Minha vítima – ou melhor, minha cúmplice – nas primeiras mentiras dentro dessa nova modalidade era minha vó materna. Acho pouco provável que ela acreditasse em tudo que eu dizia, mas havia um secreto código de camaradagem entre a gente. Viciada em jogo do bicho, vó me estimulava a dizer com o que sonhava. Dizia que os sonhos traziam os melhores palpites para o jogo.
No início comecei com a sinceridade dos ingênuos: só dizia o que sonhava ou o pouco que lembrava, assim como omitia o mais íntimo que havia. Quando ela acertava no bicho, ganhava algumas pratas. Fui rápido no gatilho: sem sonhos, sem moedas. Passei a sonhar sempre com os meus bichos favoritos da jogatina. Independente da possível recompensa, observava minha vó sempre empolgada com a expectativa. Isso nos fazia bem.

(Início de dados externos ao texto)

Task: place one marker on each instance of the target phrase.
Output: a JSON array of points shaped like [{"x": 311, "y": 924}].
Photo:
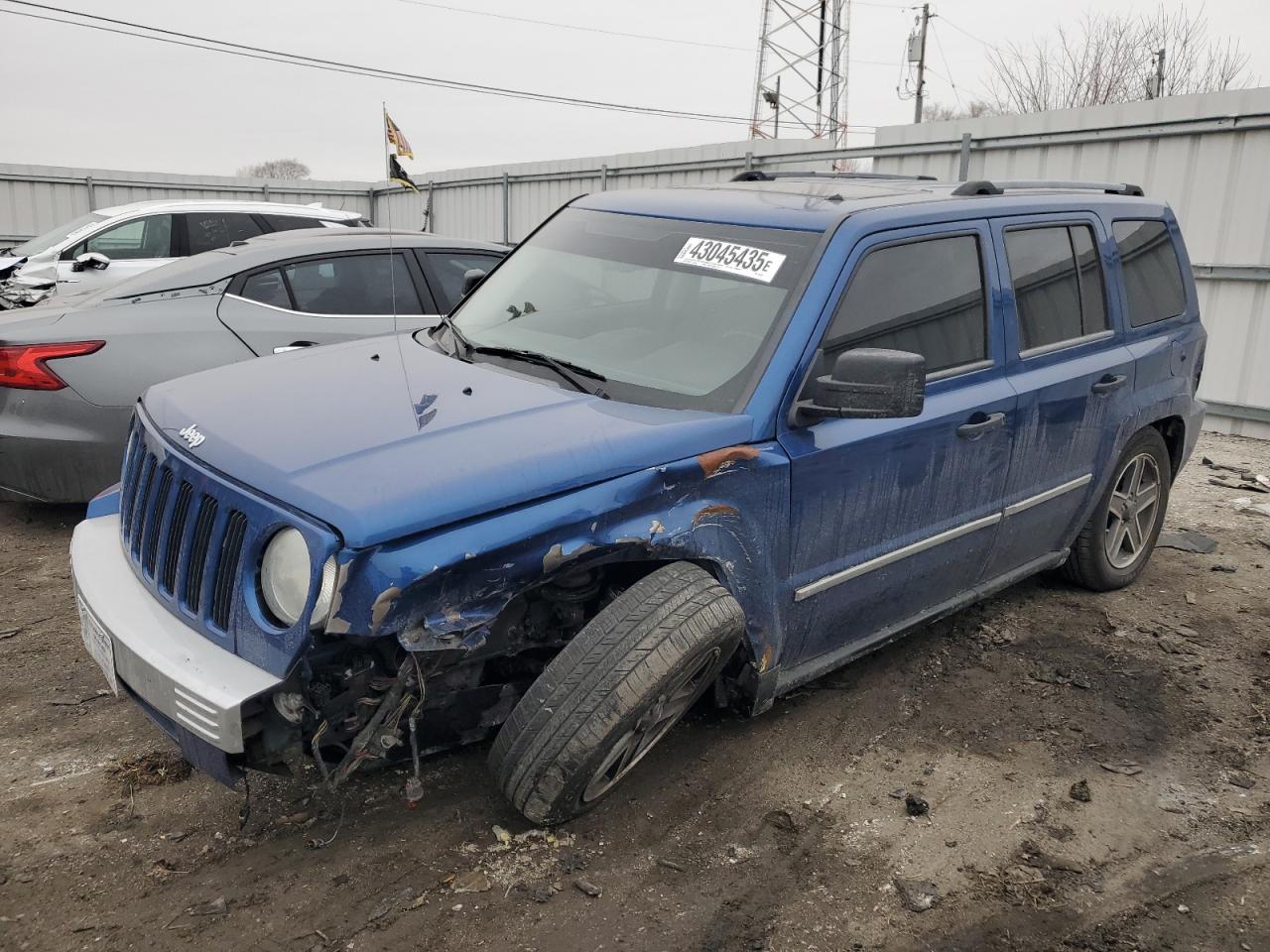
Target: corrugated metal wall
[
  {"x": 1206, "y": 155},
  {"x": 35, "y": 198},
  {"x": 470, "y": 202}
]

Mais adiante percebi que não precisava sonhar diretamente com algum animal, ela mesma fazia associações com determinadas situações. Sonhar dentro de uma piscina de suco de manga, de alguma maneira, a fazia apostar na vaca. Sempre fiquei tentando bolar algo que a fizesse jogar no avestruz, mas sem dizer nada diretamente, apenas insinuando.
Foi assim que peguei gosto pelas mentiras. Passei a fazer ficções sem sonhar. Estimulávamos a imaginação um do outro para acertar no bicho. As moedas já não eram importantes para mim, elas eram apenas uma consequência do esforço que era feito. À medida que fui crescendo e vieram outros netos, nossa relação foi mudando.
Hoje, está mais relacionada à cozinha, às sopas que preparo que, vez por outra, ela vem filar. Ainda me espanta saber que uma das pessoas que estão diretamente ligada ao meu processo criativo, não sabe nem ler. E que mais implicitamente ainda me ensinou que os níqueis não são nem o fim nem o sim da poesia, apenas um resultante.